A luta pela posse do terreno por usucapião acontece desde 2012, quando Eunice ainda era viva. Andrea afirma que, durante todos esses anos, o processo foi tocado por um advogado contratado pela mãe, mas, por supostas negligências do profissional, acabou sendo arquivado. Com a nova determinação da Justiça, ela procurou a Defensoria do Estado para garantir, ao menos, o direito de retorno à residência após a demolição.

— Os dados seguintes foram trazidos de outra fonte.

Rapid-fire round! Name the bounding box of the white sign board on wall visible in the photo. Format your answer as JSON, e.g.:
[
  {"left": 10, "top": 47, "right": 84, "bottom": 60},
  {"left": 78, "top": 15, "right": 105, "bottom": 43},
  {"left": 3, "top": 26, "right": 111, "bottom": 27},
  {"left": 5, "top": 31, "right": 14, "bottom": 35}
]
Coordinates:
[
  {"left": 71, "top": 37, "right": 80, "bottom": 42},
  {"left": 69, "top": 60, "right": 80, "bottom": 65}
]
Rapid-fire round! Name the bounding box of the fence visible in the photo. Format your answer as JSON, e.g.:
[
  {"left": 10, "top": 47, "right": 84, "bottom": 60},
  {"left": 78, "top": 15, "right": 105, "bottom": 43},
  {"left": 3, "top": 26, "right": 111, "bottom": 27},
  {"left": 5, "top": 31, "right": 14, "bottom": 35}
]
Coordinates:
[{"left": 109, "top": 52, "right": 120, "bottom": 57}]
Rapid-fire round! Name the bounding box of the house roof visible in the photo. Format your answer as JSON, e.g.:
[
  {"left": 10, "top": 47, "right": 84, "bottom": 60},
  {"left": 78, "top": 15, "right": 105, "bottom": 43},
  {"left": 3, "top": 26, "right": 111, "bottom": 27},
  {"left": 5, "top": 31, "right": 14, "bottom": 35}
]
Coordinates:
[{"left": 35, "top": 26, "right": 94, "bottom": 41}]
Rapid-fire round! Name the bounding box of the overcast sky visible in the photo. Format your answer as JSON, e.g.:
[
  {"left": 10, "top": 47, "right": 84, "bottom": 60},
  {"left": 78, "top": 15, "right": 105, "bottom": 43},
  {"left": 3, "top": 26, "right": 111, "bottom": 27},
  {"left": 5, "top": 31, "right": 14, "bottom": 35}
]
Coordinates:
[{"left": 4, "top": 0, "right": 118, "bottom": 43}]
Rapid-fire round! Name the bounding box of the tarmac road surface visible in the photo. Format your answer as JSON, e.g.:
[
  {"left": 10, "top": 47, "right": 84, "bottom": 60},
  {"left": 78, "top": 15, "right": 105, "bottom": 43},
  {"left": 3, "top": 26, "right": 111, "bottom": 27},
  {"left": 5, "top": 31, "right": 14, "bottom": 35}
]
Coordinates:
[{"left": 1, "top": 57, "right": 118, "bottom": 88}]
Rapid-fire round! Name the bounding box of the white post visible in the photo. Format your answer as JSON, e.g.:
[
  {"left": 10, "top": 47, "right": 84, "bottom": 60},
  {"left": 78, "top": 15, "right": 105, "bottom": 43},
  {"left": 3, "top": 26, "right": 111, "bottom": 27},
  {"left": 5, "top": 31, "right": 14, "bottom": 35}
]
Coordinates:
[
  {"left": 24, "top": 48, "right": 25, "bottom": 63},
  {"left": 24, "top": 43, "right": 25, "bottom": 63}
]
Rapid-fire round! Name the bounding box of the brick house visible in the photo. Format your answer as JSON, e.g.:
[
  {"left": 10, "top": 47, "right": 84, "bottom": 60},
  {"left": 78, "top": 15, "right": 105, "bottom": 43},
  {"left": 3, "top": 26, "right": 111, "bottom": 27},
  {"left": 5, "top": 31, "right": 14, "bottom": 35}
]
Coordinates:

Uma nova decisão judicial renovou as esperanças de Andrea. Por meio de nota, o Tribunal de Justiça de Pernambuco (TJPE), afirmou que atendeu parcialmente a solicitação da Defensoria. Segundo a assessoria do tribunal, “o juízo da 6ª Vara da Fazenda Pública da Capital decidiu, na última quarta-feira (14/08), atender em parte o pedido da Defensoria Pública de Pernambuco para determinar que o Município do Recife, autor da ação, se responsabilize por um plano de realocação seguro, garantindo moradia digna, condições de acessibilidade para Luiz André e acompanhamento das necessidades básicas da família”.
“A desocupação do imóvel foi autorizada desde que a ação fosse realizada com a presença de equipe do Samu para prestar atendimento médico ao senhor Luiz André. E o Município foi intimado para analisar como poderia atender ao pedido de auxílio moradia para a família. Em seguida, o magistrado em exercício na 6ª Vara da Fazenda Pública da Capital, juiz Júlio Olney Tenório de Godoy, enfatiza, na mesma decisão assinada no dia 14 de agosto, que a senhora Andréa e o senhor Luiz poderão retornar à residência deles na Rua da União, nº 515, após a demolição do edifício, se houver segurança e garantia de integridade física para a família”, completa.
Já a Prefeitura do Recife se pronunciou dizendo que garantiu desde julho o auxílio moradia, transporte e abrigo aos irmãos Goes. Segundo a gestão, “a principal preocupação da Prefeitura é preservar vidas, evitando um possível desastre e promovendo o bem-estar da coletividade, garantindo também a segurança da moradora. As obras de escoramento precisam ser realizadas com máxima urgência para garantir a segurança dos transeuntes e dos moradores do entorno”.
Andrea reforça que só sai do imóvel com todos juntos, ela, o irmão, os dois cachorros, uma gata idosa e um casal de galinhas. “Eu não vou para abrigo nenhum porque eu tenho meus animais. Se não for pra ficar todo mundo junto numa moradia digna e segura, eu não vou”, afirma.
A propriedade do imóvel é um mistério. Segundo Andrea, a obra foi abandonada e desde então nunca apareceu alguém para reivindicar a propriedade do imóvel. Por isso, a família deu entrada na solicitação do usucapião, que acabou não lhe garantindo a posse do imóvel. Por isso, ela não pode se responsabilizar pelao serviço de demolição.
E mesmo se tivessem, não poderiam arcar com os altos custos que um procedimento de demolição demanda, tendo em vista que a única renda da família é a aposentadoria de Luiz André, que tem questões neurodivergentes. Desta forma, a Prefeitura do Recife irá realizar a obra, mas não descarta a possibilidade de solicitar o ressarcimento no futuro.
A gestão municipal conclui a nota dizendo que “embora a manutenção, recuperação ou demolição do imóvel sejam de responsabilidade dos proprietários, a dificuldade em localizar e obrigar os responsáveis a cumprir suas obrigações levou o município a receber uma ordem judicial para realizar a demolição […] Atualmente, a cidadã ocupa um terreno particular, uma questão que deve ser resolvida pelos proprietários. Ela entrou com um pedido de usucapião em juízo civil em 2012, que não prosperou. No futuro, após a demolição do prédio, a Procuradoria Geral do Município (PGM) poderá buscar o ressarcimento dos custos de demolição junto aos proprietários”.